This book demonstrates how to use multilevel and longitudinal modeling techniques available in the IBM SPSS mixed-effects program (MIXED). Annotated screen shots provide readers with a step-by-step understanding of each technique and navigating the program. Readers learn how to set up, run, and interpret a variety of models. Diagnostic tools, data management issues, and related graphics are introduced throughout. Annotated syntax is also available for those who prefer this approach. Extended examples illustrate the logic of model development to show readers the rationale of the research questions and the steps around which the analyses are structured. The data used in the text and syntax examples are available at www.routledge.com/9780415817110.
Highlights of the new edition include:
- Updated throughout to reflect IBM SPSS Version 21.
- Further coverage of growth trajectories, coding time-related variables, covariance structures, individual change and longitudinal experimental designs (Ch.5).
- Extended discussion of other types of research designs for examining change (e.g., regression discontinuity, quasi-experimental) over time (Ch.6).
- New examples specifying multiple latent constructs and parallel growth processes (Ch. 7).
- Discussion of alternatives for dealing with missing data and the use of sample weights within multilevel data structures (Ch.1).

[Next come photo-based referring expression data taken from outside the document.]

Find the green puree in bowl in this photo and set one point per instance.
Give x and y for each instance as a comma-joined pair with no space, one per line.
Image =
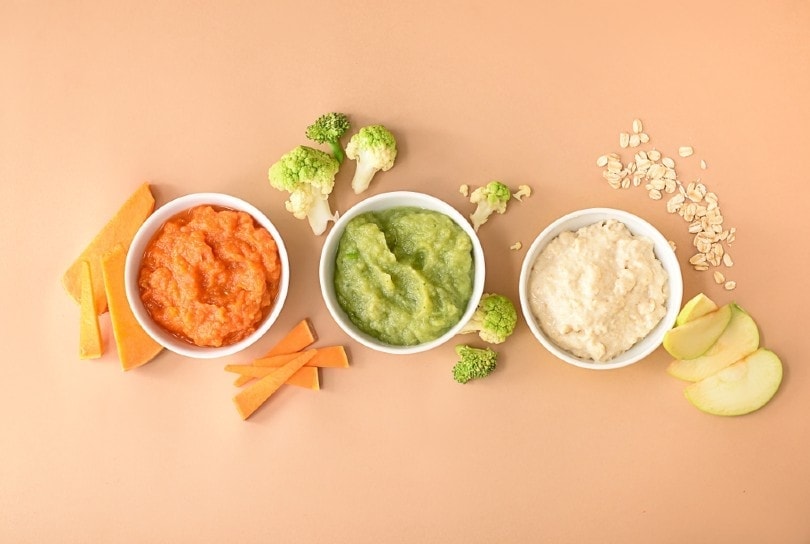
404,275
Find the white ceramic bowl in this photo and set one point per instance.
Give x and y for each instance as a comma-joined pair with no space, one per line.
664,253
381,202
145,235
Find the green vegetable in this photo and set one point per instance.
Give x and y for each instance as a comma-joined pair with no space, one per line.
374,148
473,363
494,319
491,198
308,174
328,129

The book opens with the conceptual and methodological issues associated with multilevel and longitudinal modeling, followed by a discussion of SPSS data management techniques which facilitate working with multilevel, longitudinal, and cross-classified data sets. Chapters 3 and 4 introduce the basics of multilevel modeling: developing a multilevel model, interpreting output, and trouble-shooting common programming and modeling problems. Models for investigating individual and organizational change are presented in chapters 5 and 6, followed by models with multivariate outcomes in chapter 7. Chapter 8 provides an illustration of multilevel models with cross-classified data structures. The book concludes with ways to expand on the various multilevel and longitudinal modeling techniques and issues when conducting multilevel analyses. It's ideal for courses on multilevel and longitudinal modeling, multivariate statistics, and research design taught in education, psychology, business, and sociology.
Table of Contents
1. Introduction to Multilevel Modeling with IBM SPSS. 2. Preparing and Examining the Data for Multilevel Analyses.

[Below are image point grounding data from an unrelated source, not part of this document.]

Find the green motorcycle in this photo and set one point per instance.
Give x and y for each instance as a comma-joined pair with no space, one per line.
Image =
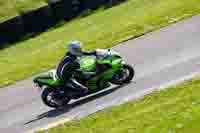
114,71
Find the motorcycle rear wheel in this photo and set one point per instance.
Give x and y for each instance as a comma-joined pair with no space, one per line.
120,78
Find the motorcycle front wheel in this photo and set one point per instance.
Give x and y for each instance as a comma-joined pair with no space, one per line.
50,98
123,76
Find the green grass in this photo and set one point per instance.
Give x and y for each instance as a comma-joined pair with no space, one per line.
174,110
100,30
12,8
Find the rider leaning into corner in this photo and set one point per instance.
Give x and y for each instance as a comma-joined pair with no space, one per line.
69,63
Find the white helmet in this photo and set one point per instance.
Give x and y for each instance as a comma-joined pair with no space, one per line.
75,48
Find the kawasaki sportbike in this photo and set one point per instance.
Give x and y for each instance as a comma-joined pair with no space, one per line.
114,71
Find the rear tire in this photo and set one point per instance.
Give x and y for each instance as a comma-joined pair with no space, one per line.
53,104
127,79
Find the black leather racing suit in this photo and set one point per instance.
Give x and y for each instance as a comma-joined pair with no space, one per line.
67,66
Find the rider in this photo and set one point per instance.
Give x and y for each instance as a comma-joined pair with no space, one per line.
69,63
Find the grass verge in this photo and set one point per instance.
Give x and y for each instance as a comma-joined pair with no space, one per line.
99,30
12,8
174,110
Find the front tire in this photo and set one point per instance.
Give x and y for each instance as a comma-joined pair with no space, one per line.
53,102
120,77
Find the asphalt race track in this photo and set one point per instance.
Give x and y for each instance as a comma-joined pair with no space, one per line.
159,58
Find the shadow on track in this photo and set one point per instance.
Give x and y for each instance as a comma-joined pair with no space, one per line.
57,112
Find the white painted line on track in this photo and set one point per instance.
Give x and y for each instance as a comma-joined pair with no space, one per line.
133,97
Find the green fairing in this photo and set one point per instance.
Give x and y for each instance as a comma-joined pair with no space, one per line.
87,63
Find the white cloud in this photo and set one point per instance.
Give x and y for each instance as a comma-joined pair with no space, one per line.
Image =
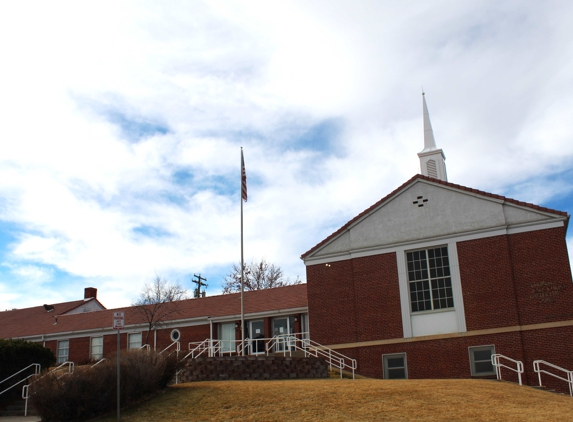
216,76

3. Defining a Basic Two-Level Multilevel Regression Model. 4. Three-Level Univariate Regression Models. 5. Examining Individual Change with Repeated Measures Data. 6. Applications of Mixed Models for Longitudinal Data.
7. Multivariate Multilevel Models. 8. Cross-Classified Multilevel Models. 9. Concluding Thoughts. Appendix A: Syntax Statements. Appendix B: Model Comparisons Across Software Applications. Appendix C: Syntax Routine to Estimate Rho from Model’s Variance Components.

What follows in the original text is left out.